From the experiments in https://github.com/arvidn/libtorrent/wiki/disk-I-O-settings-for-checking-files, it looks like checking_mem_usage > 256 is irrelevant. Values < 256 were not tested, but probably they don't really matter - 256 corresponds to 4 MiB, which is already pretty low - no significant memory savings would come from lowering further (assuming this quantity is global an not per-torrent; I believe the former is the case, IIRC).

But most importantly, it looks like bumping aio_threads above 8 (which is the same as saying the number of hashing threads above 2) is not a safe change in the general case, as it would hurt the performance of HDD users too much.

Still, bumping from 4 -> 8 would be a good change that would benefit SSD users without hurting HDD users.

Other than cat /sys/block/sdX/queue/rotational on Linux I don't know of a nice way of distinguishing between SSD/HDD, and that's a band-aid solution anyway - I think the real problem is this (last sentence in the test results):

Some more investigation need to go into understanding what happens at 3 hasher threads on a hard drive.

If the AIO disk I/O threads subsystem can be reworked to prevent this kind of performance degradation regardless of storage medium type, that would be ideal.

256 corresponds to 4 MiB, which is already pretty low - no significant memory savings would come from lowering further (assuming this quantity is global and not per-torrent; I believe the former is the case, IIRC).

It's per checking torrent. so, typically one at a time.

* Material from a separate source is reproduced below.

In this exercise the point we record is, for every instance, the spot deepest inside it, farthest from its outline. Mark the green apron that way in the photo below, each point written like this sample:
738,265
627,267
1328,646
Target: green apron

The consensus thus far is:

  • 2 hashing threads is the best default right now (and it is the default in libtorrent 2.0). It provides a good performance boost in both systems that use HDDs as well as SSDs. Greater values exhibit performance regressions in systems with HDDs, while systems with SSDs seem to scale "indefinitely". For libtorrent <= 1.2, 2 hashing threads means setting aio_threads to 8 <= aio_threads < 12. Presumably, 2 hashing threads would exhibit no advantage or even a regression in performance on single CPU core systems, but this is not a common use case nowadays (no one is seriously running real single core systems anymore, and people who setup VMs to use a single core are expected to change the default).